Each of these questions can be answered. And national surveys have shown that vaccine hesitation is declining in general.
But these surveys also suggest that action still needs to be taken to address populations that are more likely to be distrustful due to the country’s history of medical abuse.
Recent surveys show that black people are the most vaccinated. In mid-November, 83% of Asian Americans said they would get the vaccine if it was made available to them that day. Sentiment was shared by 63% of Hispanics, 61% of whites, but only 42% of blacks, according to a report by Pew Research.
Dr Nikhila Juvvadi, chief clinical officer at Loretto Hospital in Chicago, told NPR that talks with staff who are not considered for vaccines have given rise to mistrust among African-American and Latino workers.
She said people specifically mentioned the Tuskegee study, when federal health officials allowed hundreds of black men with sexually transmitted diseases not to be treated to study disease progression. The study lasted from 1932 to 1972.
“I’ve heard Tuskegee more times in the last month than I can count – and you know, it’s a valid case,” Juvvadi said.
Juvvadi, who administered vaccines at the hospital, said one-on-one conversations confirming these concerns and answering questions helped people become more comfortable with the vaccine.

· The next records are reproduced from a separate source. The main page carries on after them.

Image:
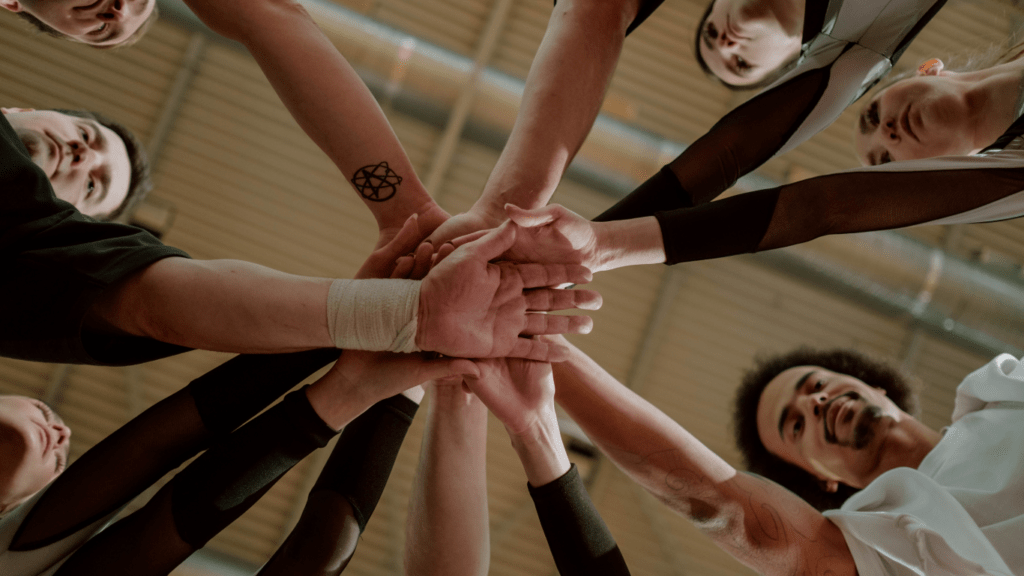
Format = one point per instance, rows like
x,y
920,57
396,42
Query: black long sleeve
x,y
580,541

Vaccination of vaccines by health workers has also put pressure on the health systems aimed at getting doses to as many people as possible as quickly as possible.
Georgia’s public health commissioner Kathleen Toomey announced last week that the state would expand access to vaccines for adults 65 and older and first responders because health workers do not want to take them.

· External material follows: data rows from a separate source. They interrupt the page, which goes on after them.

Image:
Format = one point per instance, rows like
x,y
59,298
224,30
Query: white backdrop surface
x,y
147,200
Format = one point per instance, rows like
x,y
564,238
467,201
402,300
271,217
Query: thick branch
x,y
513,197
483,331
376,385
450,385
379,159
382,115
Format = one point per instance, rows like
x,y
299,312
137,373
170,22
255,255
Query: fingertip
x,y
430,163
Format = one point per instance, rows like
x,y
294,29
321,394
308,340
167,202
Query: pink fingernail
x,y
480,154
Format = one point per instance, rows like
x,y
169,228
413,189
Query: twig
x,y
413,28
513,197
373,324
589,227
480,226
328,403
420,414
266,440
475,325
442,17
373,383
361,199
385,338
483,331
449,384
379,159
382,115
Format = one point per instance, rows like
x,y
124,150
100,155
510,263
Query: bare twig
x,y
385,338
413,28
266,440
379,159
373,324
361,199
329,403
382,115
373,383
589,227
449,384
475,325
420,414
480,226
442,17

Dr Toomey said that while hundreds of health workers were on waiting lists to get the vaccine in the city’s downtown, Atlanta, in the rural areas, the vaccine ‘literally sat in freezers’ because health workers there did not want to take it.

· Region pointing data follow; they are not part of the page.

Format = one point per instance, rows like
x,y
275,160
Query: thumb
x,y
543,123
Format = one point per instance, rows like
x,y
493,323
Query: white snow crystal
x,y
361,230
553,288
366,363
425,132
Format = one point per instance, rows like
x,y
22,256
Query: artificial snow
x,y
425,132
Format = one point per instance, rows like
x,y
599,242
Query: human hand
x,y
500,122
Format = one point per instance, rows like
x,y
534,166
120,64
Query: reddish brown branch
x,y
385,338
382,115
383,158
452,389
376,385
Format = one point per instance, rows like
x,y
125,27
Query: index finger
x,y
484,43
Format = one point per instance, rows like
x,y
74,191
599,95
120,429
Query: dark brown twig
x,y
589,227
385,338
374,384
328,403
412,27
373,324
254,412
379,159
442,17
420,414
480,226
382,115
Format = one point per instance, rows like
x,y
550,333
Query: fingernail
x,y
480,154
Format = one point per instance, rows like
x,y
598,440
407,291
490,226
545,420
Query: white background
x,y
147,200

In one of the Texas hospitals hardest hit by the virus, the Renaissance Medical Hospital in the Rio Grande Valley, workers contacted local EMTs, paramedics and medical workers from outside the hospital to distribute their remaining vaccines due to their limited shelf life.
Susan, the nurse in Alaska, said her parents prefer to get the vaccine first because they are more vulnerable.
She made peace with the vaccine and plans to get it next time. She said she was finally convinced to get it after talking to other health professionals who did not bother her and listening to her questions.
Now, however, there is another obstacle. Susan rejected the vaccine twice due to logistics. She is currently on a temporary crisis assignment in rural Texas, and the trip meant that both times the vaccine was offered, that she would be in a different condition if it was time to take the second dose. Susan said, “I feel terrible that I said no.”